The RFC assessment is based primarily on the medical findings which must be complete enough to permit and support the necessary judgments concerning the individual's physical, mental, and sensory capacities and any environmental restrictions. Descriptions and observations of the claimant's restrictions by medical and nonmedical sources in addition to those made during formal medical examinations must also be considered in the determination of RFC. When multiple impairments are involved, the RFC is derived from an assessment of the remaining functional capacity after consideration of all impairments. (See SSR 82-56 (PPS-81: The Sequential Evaluation Process).)
Duration of impairment under title II and title XVI refers to that period of time during which an individual is continuously unable to engage in SGA (or any gainful activity) because of a medically determinable physical or mental impairment(s). It extends from the date of onset of "disability" to the time the impairment(s) no longer prevents the individual from engaging in SGA. Since the Social Security Amendments of 1965, the disabling impairment(s) preventing an individual from engaging in any SGA (or any gainful activity) must be expected to result in death, or must have lasted or be expected to last for at least 12 continuous months from the date of onset (e.g., from January 17, 1981, through January 16, 1982). However, there is no "duration" requirement for "blindness" under title XVI. (See SSR 82-52 (PPS-89: Duration of the Impairment) for a further explanation.)
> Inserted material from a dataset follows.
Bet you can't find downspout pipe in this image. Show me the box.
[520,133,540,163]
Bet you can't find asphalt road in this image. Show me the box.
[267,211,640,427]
Where the evidence establishes that the claimant was unable to engage in any SGA (or gainful activity) for a continuous period of at least 12 months, but by the time the decision or determination is made, the claimant is able to engage in SGA (or gainful activity), he or she may be entitled to disability benefits for all or some of the time he or she was unable to engage in SGA (or gainful activity).
An impairment will be considered likely to result in death if, on the basis of established medical knowledge, it is found to be in a terminal state under the particular circumstances in the case. A disabling condition which actually does result in death will be considered one that was "expected to result in death."
One purpose of this concept is to assure that disability may be established for the individual who has an incapacitating impairment which is expected to cause death before it lasts 12 months. However, if in a title II case, death follows so quickly after the alleged onset date of the impairment that a period of disability cannot be granted (i.e., a waiting period applies and the alleged onset is less than 5 full calendar months before the month of death) and an earlier onset cannot be established, the claim will be denied.
The policy explained herein was effective on August 20, 1980, the date the regulations covering the basic policy in the subject area were effective (45 FR 55566).
Program Operations Manual System sections DI 2051.B., 2091-2099, 2104, and 2382.1.